Saturday 14 May 2016

Interview with Dunja Ševerdija #FaeVisions

Among the many stories and poems in 9 languages in Fae Visions of the Mediterranean is “The Scythe and the Hourglass,” translated from Vladimira Becić’s Croatian original by Dunja Ševerdija, a fascinating take on Balkan folklore and postmodern writing angst. We asked Dunja a few questions about her work.

Dunja Ševerdija is a student of English and Latin at the University of Zagreb. She is a translator from Croatian to English and vice versa. She is currently employed by British Council Croatia. This is her first published translation.

TFF: “The Scythe and the Hourglass” is a mannered, folkloric tale. How did you approach the story and go about translating it?
Dunja Ševerdija: It helped a lot that I was already familiar with Vladimira's style and this wasn't the first translation I had ever done for her. But it wasn't easy. I have never translated a text that was set in such a distant time period. The most difficult thing to achieve in the translation was the archaic feel Vladimira achieved in the original with the type of language she used. I hope that came across well. I'm still very new to the translating business, so it was difficult for me to decide whether I should read the entire story first or just translate it sentence by sentence. Since Vladimira likes to use twists at the end, I didn't want my knowledge to affect my translation. I opted for sentence by sentence in the end. I think that was a good choice.

Do you feel a strong connection to the Mediterranean Sea itself?
Yes, absolutely. Water has always been my element. I have always loved the silence and the weightlessness of floating. I almost perceive sea as a completely separate world that has its own rules. The Adriatic Sea, which is a part of the Mediterranean, has always called out to me more than any other.

How do you negotiate between the two irreconcilable extremes: the beautiful translation and the faithful translation?
Ay, there's the rub. I think that is both the challenge and the art of translating, finding that balance between faithful and beautiful. I think a translator should always translate as faithfully as possible. If it is a beautifully written text, your translation should come out beautiful as well. It's not the translator's job to make a text more beautiful than it is. That's the author's job.

Do you find you need to take different approaches for translating different genres, or fiction and nonfiction, for example?
I do believe different approaches need to be taken, but they're not necessarily extremely different from each other. Of course translating a poem and translating a short story are two different things, because each genre abides by its own rules. There are some things that are allowed in poetry that are not allowed in fiction and vice versa. But I think it's just a matter of practice and personal preference whether a translator would be able to do a good job with what s/he takes on.

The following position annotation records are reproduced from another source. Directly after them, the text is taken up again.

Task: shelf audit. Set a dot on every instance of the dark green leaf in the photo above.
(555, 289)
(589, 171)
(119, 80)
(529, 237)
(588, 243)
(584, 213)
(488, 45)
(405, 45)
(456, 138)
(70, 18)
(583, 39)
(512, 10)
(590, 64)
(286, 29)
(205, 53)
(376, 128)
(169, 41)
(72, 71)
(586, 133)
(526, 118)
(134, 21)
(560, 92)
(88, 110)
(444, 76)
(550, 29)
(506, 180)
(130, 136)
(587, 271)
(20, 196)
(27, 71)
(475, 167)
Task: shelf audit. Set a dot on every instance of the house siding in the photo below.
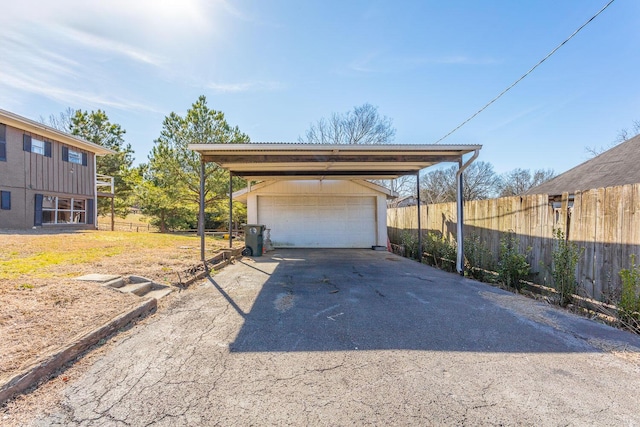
(26, 174)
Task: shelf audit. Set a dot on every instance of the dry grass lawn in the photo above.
(43, 308)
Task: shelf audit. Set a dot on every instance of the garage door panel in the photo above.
(313, 221)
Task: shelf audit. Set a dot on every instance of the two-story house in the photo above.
(47, 177)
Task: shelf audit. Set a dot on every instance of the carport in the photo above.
(291, 161)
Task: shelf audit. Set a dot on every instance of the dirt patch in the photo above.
(43, 308)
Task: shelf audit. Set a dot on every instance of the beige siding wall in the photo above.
(326, 188)
(26, 174)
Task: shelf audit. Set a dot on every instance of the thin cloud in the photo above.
(376, 62)
(244, 87)
(64, 95)
(93, 41)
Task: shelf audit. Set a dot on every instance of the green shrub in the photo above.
(565, 257)
(629, 306)
(479, 258)
(440, 252)
(512, 265)
(409, 240)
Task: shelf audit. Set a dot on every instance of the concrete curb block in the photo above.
(50, 363)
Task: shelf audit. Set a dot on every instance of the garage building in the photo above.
(319, 213)
(320, 195)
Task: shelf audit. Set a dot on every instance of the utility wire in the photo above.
(527, 73)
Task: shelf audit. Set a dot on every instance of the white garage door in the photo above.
(319, 222)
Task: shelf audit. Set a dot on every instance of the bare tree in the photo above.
(519, 180)
(623, 135)
(480, 182)
(363, 125)
(62, 121)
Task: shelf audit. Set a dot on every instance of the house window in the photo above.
(62, 210)
(36, 146)
(74, 156)
(3, 142)
(5, 200)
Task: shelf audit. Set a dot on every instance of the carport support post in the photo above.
(201, 213)
(460, 203)
(419, 224)
(230, 210)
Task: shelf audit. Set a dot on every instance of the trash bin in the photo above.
(253, 239)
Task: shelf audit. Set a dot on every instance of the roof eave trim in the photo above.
(29, 125)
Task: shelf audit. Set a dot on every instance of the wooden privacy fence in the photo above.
(604, 223)
(127, 226)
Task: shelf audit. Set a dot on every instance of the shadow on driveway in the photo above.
(337, 300)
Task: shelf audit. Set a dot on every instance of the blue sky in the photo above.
(274, 67)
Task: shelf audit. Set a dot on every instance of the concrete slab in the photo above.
(340, 337)
(96, 277)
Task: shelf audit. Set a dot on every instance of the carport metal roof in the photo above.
(261, 161)
(271, 161)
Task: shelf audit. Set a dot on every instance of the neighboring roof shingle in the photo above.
(619, 165)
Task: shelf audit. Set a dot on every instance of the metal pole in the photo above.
(460, 203)
(230, 210)
(201, 216)
(419, 221)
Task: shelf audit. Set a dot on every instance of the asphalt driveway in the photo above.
(343, 337)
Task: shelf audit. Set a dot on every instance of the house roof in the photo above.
(263, 161)
(616, 166)
(29, 125)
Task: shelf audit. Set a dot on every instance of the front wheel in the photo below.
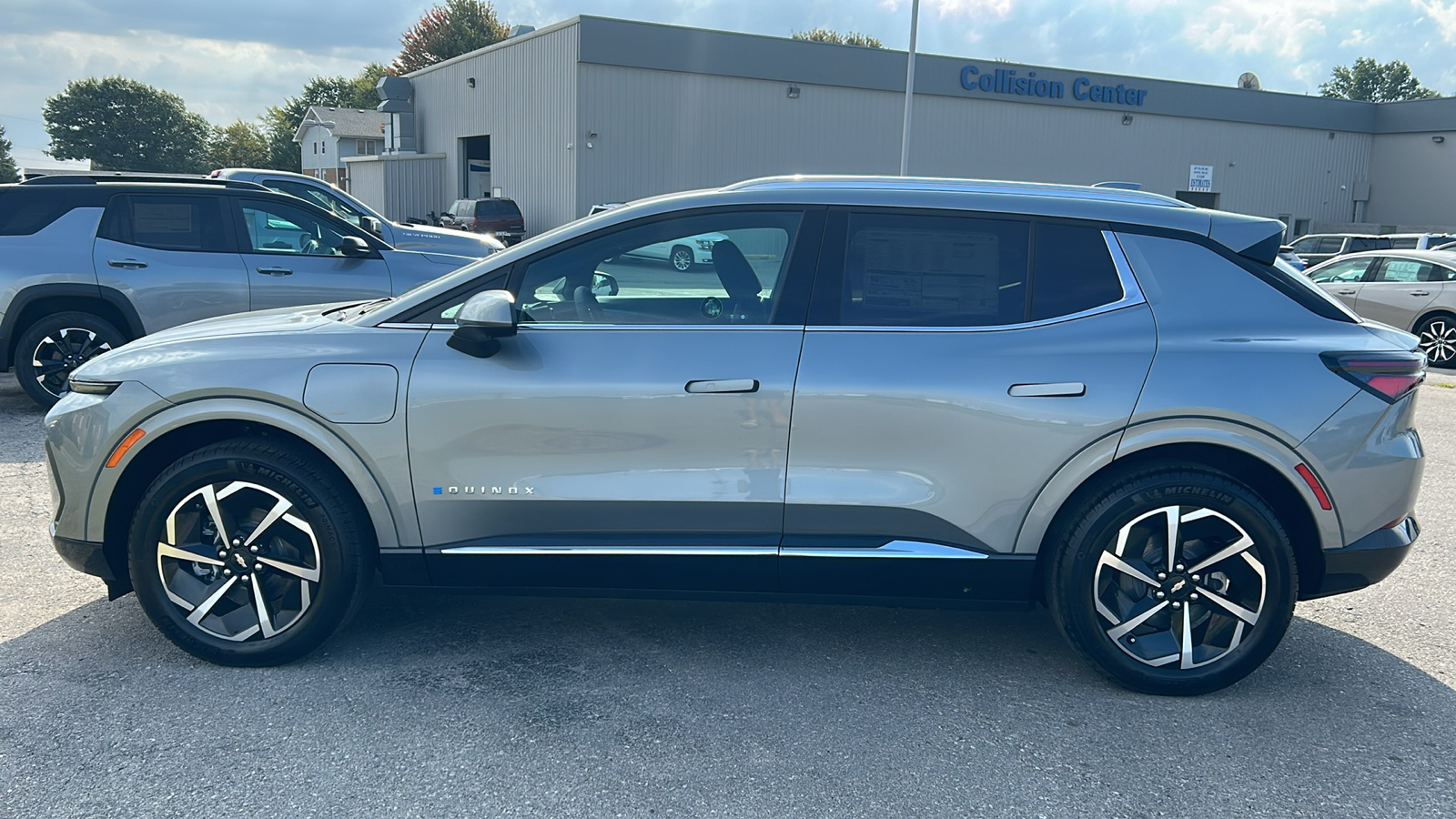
(1174, 581)
(248, 554)
(55, 346)
(1439, 339)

Has a total stranger, say on a train, ever told you a cool story?
I often find myself in a queue at the post office with this lady who once told me how she used to send letters to her husband in the army, but, instead of writing, she would draw what she could see outside her window. She said that she got bored of simply describing it and that nothing worth writing about was happening anyway. He loved it because it was like she was sending him photographs of his hometown.

Are there any Latin authors or works that you think would make a good contribution to a speculative or dark fiction anthology?
I think Ovid's Metamorphoses would fit very nicely into one of these categories. That's probably my favourite Latin work of all time.

Which of the episodes you like in the Metamorphoses do you think would work best as a stand-alone story?
Since Metamorphoses doesn't have a unified storyline, I believe more or less any story from it could stand on its own. The best one, however, would probably be the creation of the universe with which Ovid opens. He describes it in a mixture of scientific and supernatural terms, and it is probably the most intriguing.

What is your favourite (real or literary) sea creature and why?
Sea otters. They allegedly hold paws in their sleep so they wouldn't drift away from each other during the night. I'm a sucker for adorable things like that. And although it technically lives in a lake, I have always had an inexplicable fondness for the Giant Squid from Harry Potter.

Would you use a piece of art to tell someone that you love them?
Of course I would. I have done so in the past. I'm a hopeless romantic. But I do understand that's not everyone's cup of tea.

Are you working on any other translations or fiction for publication at the moment? Or what else would you like to work on?
I'm not working on anything at the moment. I have only worked on short stories so far and I would really love to move on to translating a novel. Preferably something with dragons, but I'll take what I can get.

Thank you, Dunja!

Dunja is the translator of “The Scythe and the Hourglass” in Fae Visions of the Mediterranean.